Well, first of all, we should point out while the word “innovative” is overly abused throughout business descriptions of small cap ventures, it doesn’t seem out of place when we talk about VPIG. They have developed an online payment system through which parents can let their teenage kids shop online and manage savings and allowances. Generally speaking, children and computers don’t always make for a great combination, but reality is, online shopping is getting more and more widespread. Plus, VPIG tell us that their system is 100% safe and it’s compliant with all the rules and regulations.
Reading through the latest press releases, we can see that the business is expanding. New people with some impressive CV’s are taking up positions at VPIG and during the first quarter of 2013, shortly after the Virtual Piggy system went live in Europe, they opened a new office in the United Kingdom.

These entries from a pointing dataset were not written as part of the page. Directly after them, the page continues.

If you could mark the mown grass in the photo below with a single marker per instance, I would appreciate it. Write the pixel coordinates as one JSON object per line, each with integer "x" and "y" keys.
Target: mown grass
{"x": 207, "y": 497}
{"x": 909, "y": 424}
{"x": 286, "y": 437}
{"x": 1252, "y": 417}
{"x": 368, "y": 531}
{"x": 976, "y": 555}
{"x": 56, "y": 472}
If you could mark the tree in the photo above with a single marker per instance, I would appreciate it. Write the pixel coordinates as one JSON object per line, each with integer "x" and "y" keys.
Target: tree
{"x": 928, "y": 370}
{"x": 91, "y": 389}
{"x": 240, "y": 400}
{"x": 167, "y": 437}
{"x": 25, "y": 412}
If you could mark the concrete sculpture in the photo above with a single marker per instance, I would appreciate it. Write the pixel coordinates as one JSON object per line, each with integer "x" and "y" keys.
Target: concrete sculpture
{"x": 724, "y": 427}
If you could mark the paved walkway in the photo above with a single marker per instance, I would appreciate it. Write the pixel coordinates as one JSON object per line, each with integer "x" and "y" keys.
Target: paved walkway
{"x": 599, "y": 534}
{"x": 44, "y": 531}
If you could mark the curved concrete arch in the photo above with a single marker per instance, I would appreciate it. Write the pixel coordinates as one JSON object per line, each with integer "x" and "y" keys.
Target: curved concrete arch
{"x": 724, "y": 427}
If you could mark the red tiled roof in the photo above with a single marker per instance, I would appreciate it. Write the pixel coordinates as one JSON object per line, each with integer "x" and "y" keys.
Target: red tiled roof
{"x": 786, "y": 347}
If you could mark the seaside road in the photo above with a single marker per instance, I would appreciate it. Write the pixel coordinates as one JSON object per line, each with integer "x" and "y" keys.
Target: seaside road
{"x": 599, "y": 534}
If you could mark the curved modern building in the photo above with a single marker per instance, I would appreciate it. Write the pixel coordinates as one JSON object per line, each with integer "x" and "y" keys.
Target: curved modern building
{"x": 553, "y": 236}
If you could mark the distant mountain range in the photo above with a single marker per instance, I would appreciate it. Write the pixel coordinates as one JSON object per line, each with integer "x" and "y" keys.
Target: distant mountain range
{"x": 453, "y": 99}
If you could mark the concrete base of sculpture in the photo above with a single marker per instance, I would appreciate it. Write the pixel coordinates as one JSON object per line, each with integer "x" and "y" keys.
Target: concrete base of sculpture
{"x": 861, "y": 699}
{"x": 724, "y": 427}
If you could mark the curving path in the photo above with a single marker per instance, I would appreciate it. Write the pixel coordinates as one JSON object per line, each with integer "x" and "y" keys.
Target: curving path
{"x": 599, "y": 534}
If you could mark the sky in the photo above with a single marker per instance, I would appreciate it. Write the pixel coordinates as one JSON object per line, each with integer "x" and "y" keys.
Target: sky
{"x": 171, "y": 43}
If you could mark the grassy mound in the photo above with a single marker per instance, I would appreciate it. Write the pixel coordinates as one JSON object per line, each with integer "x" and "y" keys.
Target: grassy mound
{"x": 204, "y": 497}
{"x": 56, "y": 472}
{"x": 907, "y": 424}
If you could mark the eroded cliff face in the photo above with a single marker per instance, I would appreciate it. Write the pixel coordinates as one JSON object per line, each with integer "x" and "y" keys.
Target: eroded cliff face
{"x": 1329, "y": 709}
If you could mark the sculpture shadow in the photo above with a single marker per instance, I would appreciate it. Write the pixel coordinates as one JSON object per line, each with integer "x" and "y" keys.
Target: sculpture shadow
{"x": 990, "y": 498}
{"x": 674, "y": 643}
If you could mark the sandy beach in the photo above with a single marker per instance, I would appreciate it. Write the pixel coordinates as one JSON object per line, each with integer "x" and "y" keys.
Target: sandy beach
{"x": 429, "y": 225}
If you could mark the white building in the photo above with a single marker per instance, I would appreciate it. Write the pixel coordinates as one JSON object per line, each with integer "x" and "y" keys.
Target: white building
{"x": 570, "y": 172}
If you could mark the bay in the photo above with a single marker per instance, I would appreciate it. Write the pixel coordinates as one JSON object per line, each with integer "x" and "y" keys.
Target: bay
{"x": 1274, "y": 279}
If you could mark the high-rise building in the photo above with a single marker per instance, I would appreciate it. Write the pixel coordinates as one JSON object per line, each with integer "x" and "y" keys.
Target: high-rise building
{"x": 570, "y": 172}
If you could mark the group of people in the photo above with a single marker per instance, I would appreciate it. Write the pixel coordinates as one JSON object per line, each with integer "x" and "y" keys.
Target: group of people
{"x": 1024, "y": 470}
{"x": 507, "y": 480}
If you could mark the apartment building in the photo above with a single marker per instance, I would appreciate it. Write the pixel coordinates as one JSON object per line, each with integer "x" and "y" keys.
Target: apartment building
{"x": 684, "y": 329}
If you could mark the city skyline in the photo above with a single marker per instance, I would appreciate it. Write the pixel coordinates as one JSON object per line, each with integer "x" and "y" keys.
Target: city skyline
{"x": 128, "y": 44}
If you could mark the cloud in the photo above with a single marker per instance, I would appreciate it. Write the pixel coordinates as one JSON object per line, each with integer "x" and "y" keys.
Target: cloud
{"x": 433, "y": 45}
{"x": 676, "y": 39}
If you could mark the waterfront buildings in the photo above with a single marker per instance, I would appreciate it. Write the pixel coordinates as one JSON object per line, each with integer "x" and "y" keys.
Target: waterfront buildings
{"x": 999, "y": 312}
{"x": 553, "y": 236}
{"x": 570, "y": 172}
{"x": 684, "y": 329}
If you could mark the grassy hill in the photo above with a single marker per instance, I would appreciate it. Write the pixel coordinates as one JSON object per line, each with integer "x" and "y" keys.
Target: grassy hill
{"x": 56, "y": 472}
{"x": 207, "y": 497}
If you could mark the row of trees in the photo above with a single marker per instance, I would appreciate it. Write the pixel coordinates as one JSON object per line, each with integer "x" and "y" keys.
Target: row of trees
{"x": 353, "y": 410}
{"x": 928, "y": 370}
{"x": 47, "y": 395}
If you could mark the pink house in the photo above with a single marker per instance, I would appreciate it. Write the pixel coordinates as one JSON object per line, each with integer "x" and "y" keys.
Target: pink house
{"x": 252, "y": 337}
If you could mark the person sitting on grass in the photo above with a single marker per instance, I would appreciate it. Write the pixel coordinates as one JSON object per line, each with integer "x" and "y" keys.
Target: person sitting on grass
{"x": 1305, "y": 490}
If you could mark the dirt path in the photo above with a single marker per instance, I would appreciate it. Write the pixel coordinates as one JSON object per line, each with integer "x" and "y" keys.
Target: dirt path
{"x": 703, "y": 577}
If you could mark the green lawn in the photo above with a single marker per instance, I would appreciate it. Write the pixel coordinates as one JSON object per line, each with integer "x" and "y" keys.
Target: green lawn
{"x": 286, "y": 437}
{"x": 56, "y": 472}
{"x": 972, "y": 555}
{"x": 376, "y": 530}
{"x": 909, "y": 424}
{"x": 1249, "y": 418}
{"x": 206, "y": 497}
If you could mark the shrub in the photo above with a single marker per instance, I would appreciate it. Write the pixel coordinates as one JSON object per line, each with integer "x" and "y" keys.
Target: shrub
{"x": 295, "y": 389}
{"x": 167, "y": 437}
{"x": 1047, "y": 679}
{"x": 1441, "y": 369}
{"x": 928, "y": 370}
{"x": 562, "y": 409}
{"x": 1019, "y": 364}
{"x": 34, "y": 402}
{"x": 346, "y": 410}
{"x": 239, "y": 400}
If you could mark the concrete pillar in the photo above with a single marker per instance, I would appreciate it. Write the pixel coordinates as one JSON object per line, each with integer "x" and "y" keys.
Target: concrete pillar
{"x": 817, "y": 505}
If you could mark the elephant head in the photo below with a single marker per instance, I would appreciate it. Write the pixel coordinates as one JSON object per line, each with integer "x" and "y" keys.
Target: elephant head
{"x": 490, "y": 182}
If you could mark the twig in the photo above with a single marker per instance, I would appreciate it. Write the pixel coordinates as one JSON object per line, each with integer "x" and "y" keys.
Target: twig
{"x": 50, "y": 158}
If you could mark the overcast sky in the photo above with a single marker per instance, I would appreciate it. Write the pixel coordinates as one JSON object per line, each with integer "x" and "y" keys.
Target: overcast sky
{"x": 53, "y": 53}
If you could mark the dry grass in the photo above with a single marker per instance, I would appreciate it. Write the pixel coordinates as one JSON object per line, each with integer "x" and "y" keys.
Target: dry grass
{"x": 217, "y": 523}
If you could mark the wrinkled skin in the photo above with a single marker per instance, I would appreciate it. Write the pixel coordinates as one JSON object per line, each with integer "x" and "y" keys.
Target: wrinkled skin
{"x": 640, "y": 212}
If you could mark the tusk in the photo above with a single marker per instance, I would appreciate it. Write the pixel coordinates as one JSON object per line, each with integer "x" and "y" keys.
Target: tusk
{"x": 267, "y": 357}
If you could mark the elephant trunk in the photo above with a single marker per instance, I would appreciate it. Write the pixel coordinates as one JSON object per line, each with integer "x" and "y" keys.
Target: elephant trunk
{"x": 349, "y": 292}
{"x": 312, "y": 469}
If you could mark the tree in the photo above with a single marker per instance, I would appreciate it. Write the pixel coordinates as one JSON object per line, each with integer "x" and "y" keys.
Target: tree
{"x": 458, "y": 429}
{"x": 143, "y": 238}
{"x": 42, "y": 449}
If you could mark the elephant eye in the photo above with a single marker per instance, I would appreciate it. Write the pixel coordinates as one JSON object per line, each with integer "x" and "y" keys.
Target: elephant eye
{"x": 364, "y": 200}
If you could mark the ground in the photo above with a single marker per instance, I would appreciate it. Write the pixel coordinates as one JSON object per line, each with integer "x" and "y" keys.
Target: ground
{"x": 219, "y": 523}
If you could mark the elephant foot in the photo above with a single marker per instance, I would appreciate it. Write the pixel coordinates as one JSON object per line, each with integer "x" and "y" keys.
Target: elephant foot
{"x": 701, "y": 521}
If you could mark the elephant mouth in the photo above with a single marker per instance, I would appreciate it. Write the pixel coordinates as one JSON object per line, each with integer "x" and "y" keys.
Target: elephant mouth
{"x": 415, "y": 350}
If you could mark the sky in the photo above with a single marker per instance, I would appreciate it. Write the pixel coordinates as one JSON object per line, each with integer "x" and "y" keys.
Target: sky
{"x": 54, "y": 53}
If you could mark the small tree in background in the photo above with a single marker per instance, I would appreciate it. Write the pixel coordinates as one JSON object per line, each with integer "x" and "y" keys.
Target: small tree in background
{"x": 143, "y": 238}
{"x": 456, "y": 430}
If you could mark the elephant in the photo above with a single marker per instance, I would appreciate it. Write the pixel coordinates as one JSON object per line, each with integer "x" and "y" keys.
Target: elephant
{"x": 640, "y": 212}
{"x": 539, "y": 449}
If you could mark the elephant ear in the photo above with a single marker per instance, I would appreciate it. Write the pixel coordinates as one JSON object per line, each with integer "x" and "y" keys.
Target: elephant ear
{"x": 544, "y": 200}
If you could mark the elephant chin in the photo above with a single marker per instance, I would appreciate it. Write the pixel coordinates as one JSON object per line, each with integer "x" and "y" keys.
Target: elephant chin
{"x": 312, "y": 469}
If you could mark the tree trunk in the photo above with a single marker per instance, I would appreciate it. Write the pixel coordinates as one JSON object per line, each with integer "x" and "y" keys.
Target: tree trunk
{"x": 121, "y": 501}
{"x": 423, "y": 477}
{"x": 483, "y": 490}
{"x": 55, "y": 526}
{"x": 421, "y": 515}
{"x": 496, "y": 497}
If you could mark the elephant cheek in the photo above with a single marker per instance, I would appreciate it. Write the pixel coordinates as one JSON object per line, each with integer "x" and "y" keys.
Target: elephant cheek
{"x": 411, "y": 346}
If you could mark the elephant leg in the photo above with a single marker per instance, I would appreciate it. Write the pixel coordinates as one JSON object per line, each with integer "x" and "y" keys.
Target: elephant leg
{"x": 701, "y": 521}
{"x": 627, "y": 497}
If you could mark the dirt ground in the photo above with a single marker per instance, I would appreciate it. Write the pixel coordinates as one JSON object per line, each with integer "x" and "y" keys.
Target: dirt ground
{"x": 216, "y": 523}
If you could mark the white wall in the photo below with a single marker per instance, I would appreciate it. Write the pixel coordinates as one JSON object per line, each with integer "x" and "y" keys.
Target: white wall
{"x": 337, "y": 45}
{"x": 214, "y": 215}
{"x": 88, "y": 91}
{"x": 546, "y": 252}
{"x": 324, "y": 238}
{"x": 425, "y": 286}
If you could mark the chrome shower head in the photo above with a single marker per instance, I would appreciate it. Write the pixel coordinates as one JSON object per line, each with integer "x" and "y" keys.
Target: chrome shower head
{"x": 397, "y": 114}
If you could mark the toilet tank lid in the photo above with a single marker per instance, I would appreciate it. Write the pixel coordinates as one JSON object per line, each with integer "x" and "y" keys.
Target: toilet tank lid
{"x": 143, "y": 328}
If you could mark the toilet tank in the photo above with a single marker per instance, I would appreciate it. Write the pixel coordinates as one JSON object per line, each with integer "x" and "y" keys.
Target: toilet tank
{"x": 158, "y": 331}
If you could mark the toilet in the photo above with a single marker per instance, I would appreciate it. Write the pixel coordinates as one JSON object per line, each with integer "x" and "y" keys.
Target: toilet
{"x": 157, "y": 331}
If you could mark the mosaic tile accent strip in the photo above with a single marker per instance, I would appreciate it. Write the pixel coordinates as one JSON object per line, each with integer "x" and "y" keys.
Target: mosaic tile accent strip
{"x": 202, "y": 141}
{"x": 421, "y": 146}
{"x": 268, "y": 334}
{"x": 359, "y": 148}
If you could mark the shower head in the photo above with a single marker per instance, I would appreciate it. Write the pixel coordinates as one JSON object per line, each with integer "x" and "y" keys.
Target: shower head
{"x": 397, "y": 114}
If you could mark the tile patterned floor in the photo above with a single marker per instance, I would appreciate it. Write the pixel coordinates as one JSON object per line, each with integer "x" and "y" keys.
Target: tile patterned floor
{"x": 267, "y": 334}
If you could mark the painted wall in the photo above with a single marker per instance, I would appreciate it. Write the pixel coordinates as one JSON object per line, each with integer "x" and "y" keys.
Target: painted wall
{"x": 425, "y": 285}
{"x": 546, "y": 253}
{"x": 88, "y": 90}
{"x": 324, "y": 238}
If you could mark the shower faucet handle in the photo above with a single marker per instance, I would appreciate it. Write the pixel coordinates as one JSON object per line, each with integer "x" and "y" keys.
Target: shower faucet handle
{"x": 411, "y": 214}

All in all, at first glance at least, it would appear that the skies are blue for VPIG. It’s a shame that their financial statements fail to reflect the growth. The latest quarterly report covers the first three months of 2013, it was published on May 10 and we have summarized the most important figures below:
- cash: $5.3 million
- current assets: $5.4 million
- current liabilities: $852 thousand
- revenue: $88
- quarterly net loss: $2.6 million
We can understand that they are still not ready with a steady revenue stream, but the fact remains that the sales figure in the report for the same period of 2012 hovers around $1,200 which is still not great, but it is a lot better than the $88. Unfortunately, VPIG are not willing to discuss the cause of the drop in the revenues but they do say that if they manage to stick to their business plan, they should have a more significant flow of proceeds by the end of 2013. The only thing shareholders can do is hope that this will happen and keep their fingers crossed that the ticker’s performance will reflect the progress.
This hasn’t always been the case. Take the end of May and the beginning of June, for example. Just like right now, there was a steady stream of exciting press releases and in one of them we read that a partnership with ClickAndBuy has been agreed upon. This means that VPIG have the opportunity to attract as much as 14 million new users and yet, just four trading sessions after the announcement came out, the shares were around 20% cheaper.
That’s quite a lot of movement in a very short period of time and as we wrote in one of our previous articles, it might be caused by people who got quite a lot of discounted stock through old warrants and in private placements. You will probably know by now that if these shares hit the open market, they will depress the price, not to mention the dilution that they cause considering the fact that profitability is still nowhere in sight.
In conclusion we should point out that unlike the stock of companies like Dephasium Corp (OTCMKTS:DPHS) and American Graphite Technologies Inc (OTCBB:AGIN) who tend to move up only when there’s a paid pump for them, VPIG‘s progress during the last couple of months is driven solely by the investors’ trust in the potential of the company. Still, a penny stock is a penny stock and its volatility should never be underestimated.